Pour Gbagbo, à moins que les informations ne soient fausses, son exfiltration par l’Onuci et Licorne qu’il n’a cessé de désigner à la vindicte populaire, relève d’une auto-humiliation qui discrédite le héros de la lutte anti-coloniale que se veut l’historien populiste. Surtout qu’il n’y a plus de trace de la pyromane Simone dont la bravoure a été trop tôt déclarée et que les faucons du Fpi devenus de simples moineaux négocient leur reddition.

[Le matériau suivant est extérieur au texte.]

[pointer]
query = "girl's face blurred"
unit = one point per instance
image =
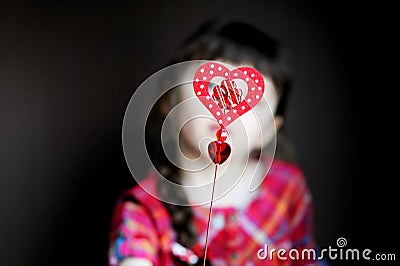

Une double défaite car la première était de n’avoir pas compris que la seule bataille qui valait pour la Côte d’Ivoire c’était celle du 28 novembre 2010 avec un face à face entre deux finalistes qui avaient charmé le monde et par un scrutin au taux de participation historique.

La Côte d’Ivoire tenait là sa victoire sur les démons de l’ethnisme, du régionalisme et de la xénophobie et Gbagbo en acceptant les résultats des urnes certifiés par l’Onuci, s’offrait l’Histoire, celle du vrai soldat de la démocratie à la place de l’image de baroudeur boulimique qu’il est en train de laisser. Dommage car les Ivoiriens sont morts par centaines et se sont réfugiés par centaines de milliers. La fin de Gbagbo n’est plus qu’une affaire d’heures. Qu’il tombe les armes à la main ou qu’il prenne les jambes à son cou, qu’il signe l’attestation de défaite qui lui est demandée ou non, le bluff ne peut plus lui sauver la face.

Mais la capitulation de Gbagbo n’est pas le triomphe de l’Onu qui doit expliquer au peuple ivoirien pourquoi elle n’a décidé d’intervenir que maintenant. L’argument des armes lourdes ne convainc que quelques crédules. Car la seule arme lourde c’est le refus du droit, le passage en force, chars et lance roquettes n’étant que la conséquence de cette stratégie du fait accompli. Mais dans sa chute, le président sortant amène également à se poser des questions majeures sur la viabilité d’une Union africaine buissonnière, ballotée et cacophonique. Il est évident que pour la dignité de l’Afrique, le mégaphone démonté vaut nettement mieux que le mégaflop actuel.